Porting pkg itself to Linux shouldn't be too hard since the code is quite simple C code and is quite portable, it's already ported to DragonFlyBSD where it has become the official package manager. The big hurdle on Linux would be to create the ports(7) tree equivalent for Linux. Pkg and the ports tree are inseparable at the moment, much of the pkg's internal workings are based on assumptions made on the ports tree.


----------



## vbu (Aug 5, 2015)

I don't intend to use pkg as a package manager in lLinux. I just want to compile and generate the new style BSD packages on lLinux. That is because lI use lLinux as the build environment.
The code is quite simple and lI have a hacked up version working on Fedora. Was wondering if someone already ported it in a clean way.


----------



## ANOKNUSA (Aug 5, 2015)

You want to port the FreeBSD package manager to Linux so you can use Linux as a platform to build packages for FreeBSD? Am I understanding that correctly?

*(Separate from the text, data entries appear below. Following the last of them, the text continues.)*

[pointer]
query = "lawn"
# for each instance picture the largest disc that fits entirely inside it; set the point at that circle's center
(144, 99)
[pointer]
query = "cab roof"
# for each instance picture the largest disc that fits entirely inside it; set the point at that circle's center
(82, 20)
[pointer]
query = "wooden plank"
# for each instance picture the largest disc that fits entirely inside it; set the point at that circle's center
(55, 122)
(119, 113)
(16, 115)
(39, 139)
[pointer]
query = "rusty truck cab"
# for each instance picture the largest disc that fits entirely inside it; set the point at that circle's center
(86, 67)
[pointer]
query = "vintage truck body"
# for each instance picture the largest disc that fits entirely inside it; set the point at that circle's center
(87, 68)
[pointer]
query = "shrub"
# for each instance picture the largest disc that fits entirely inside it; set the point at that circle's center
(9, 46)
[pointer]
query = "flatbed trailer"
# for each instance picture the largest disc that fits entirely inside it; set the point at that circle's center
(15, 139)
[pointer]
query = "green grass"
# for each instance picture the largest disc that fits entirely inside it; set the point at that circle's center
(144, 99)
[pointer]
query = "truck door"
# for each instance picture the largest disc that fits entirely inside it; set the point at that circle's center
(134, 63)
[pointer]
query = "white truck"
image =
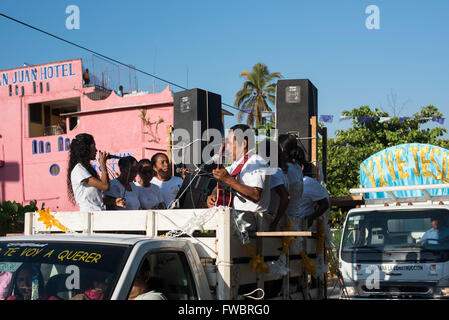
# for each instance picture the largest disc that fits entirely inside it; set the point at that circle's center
(199, 254)
(390, 248)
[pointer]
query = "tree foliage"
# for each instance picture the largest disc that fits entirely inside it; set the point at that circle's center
(350, 147)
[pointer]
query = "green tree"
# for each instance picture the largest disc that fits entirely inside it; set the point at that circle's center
(350, 147)
(257, 93)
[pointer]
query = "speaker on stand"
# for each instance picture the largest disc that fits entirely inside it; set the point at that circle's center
(296, 104)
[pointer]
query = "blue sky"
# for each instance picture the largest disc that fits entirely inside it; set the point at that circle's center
(324, 41)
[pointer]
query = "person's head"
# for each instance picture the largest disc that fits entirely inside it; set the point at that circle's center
(161, 166)
(145, 171)
(128, 168)
(240, 139)
(23, 281)
(307, 168)
(82, 151)
(289, 145)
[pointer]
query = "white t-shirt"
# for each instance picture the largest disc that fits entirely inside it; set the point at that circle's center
(295, 188)
(254, 174)
(117, 190)
(87, 198)
(149, 197)
(169, 189)
(277, 178)
(313, 191)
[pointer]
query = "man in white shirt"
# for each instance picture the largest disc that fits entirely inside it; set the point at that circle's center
(315, 200)
(168, 184)
(247, 175)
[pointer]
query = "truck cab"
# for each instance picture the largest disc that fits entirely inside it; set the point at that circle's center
(86, 267)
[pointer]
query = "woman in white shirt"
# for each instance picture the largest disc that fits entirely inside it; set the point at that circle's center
(84, 186)
(150, 196)
(123, 187)
(279, 196)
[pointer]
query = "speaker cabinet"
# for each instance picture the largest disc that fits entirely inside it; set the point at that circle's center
(296, 103)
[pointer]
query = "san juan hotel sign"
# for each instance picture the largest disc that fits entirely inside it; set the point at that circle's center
(38, 73)
(406, 164)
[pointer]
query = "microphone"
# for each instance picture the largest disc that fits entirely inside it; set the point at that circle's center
(214, 158)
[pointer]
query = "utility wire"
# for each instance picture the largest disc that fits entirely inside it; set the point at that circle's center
(109, 58)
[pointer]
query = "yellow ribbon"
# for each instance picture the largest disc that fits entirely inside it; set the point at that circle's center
(257, 262)
(287, 241)
(333, 267)
(49, 220)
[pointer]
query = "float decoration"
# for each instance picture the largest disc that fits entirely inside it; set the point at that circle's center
(49, 220)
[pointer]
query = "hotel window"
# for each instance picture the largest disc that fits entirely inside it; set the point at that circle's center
(60, 144)
(36, 113)
(34, 147)
(41, 147)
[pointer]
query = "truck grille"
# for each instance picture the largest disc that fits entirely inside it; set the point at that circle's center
(401, 289)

If so, this is almost certainly an X-Y problem. Let's revisit your question: you're wondering if anyone has bothered to port pkg(8) to Linux, because you'd like to use it on Linux to build FreeBSD packages. The answer is probably, "No, no-one has ported pkg(8) to Linux for that or any other purpose." What someone quite likely _has_ done, however, is addressed whatever deficiency you think there is in building FreeBSD packages on a FreeBSD system. Clearly, the rudimentary tools for building packages using FreeBSD exist. On top of that, FreeBSD already has its own bulk package building and continuous integration systems. Not too surprising, since the package manager would be worthless without them.

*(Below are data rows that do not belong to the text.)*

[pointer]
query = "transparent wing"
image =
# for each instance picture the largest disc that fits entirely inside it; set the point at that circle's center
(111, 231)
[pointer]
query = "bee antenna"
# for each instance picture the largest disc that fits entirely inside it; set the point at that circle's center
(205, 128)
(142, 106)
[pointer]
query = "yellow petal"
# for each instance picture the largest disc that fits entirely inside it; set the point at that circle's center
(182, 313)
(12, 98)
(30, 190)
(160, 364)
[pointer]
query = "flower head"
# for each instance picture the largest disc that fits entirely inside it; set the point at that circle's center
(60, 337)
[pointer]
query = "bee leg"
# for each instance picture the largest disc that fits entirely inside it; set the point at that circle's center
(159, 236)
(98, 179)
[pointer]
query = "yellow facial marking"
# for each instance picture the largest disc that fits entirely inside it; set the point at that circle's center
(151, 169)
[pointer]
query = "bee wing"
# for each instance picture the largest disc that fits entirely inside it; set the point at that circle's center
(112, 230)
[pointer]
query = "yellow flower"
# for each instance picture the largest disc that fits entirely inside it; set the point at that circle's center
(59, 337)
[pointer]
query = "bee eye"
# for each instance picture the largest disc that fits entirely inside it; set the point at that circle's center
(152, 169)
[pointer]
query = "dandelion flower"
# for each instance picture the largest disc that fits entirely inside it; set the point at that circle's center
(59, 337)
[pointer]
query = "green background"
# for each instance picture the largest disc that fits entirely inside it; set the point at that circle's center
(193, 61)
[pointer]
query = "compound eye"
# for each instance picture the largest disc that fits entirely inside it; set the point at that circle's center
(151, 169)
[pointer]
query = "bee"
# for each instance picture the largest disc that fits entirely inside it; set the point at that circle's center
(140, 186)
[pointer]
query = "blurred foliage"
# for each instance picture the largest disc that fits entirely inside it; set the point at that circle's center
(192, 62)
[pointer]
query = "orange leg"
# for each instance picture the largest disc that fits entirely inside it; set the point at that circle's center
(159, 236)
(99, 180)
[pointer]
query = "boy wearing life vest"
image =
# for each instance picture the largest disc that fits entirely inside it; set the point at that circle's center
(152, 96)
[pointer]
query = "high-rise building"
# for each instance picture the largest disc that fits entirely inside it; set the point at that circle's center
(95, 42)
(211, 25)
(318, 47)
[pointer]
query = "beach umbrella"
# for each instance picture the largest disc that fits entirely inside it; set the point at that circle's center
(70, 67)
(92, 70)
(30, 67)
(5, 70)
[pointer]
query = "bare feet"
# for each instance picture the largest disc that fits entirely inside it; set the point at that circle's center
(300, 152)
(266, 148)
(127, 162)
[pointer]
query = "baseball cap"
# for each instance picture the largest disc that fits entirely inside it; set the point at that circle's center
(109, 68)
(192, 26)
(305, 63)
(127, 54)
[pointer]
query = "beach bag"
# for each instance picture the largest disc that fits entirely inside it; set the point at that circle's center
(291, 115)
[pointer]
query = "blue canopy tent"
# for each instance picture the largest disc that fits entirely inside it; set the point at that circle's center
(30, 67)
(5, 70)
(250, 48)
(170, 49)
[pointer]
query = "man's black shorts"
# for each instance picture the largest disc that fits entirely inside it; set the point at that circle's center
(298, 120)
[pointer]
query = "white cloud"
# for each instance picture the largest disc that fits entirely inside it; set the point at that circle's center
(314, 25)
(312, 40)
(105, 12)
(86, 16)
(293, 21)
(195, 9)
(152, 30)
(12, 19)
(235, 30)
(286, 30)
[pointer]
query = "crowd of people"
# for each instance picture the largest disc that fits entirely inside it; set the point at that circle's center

So why would you go through the extra work for some dirty hack to get packages to build on a non-native platform? What are you _really_ trying to do? What do you _really_ expect to happen?


----------



## vbu (Aug 5, 2015)

I have multiple targets and packages are built for lLinux, BSD, cygwin etc, So some x-y problem is necessary.
Currently I have the packages built for BSDFreeBSD 8, but with 10 the new package manager comes in and that is why ii need to port the pkg tool to get the new style packages.


----------



## ANOKNUSA (Aug 6, 2015)

vbu said:


> I have multiple targets and packages are built for lLinux, BSD, cygwin etc,



Targets for what, exactly? What packages are you building? Obviously if you have at least one FreeBSD target then you have at least one FreeBSD system you can use to build the packages.

Unless, of course, you're trying to package software you've written yourself for FreeBSD, and the targets are other users. If that's the case, then just submit your port for inclusion into the ports tree. It will be built into an official package for inclusion in the official repository, just as every other port is. No need to bother with trying to slap some kludge together, and the package will be built by folks who know the package manager better than most of us.


----------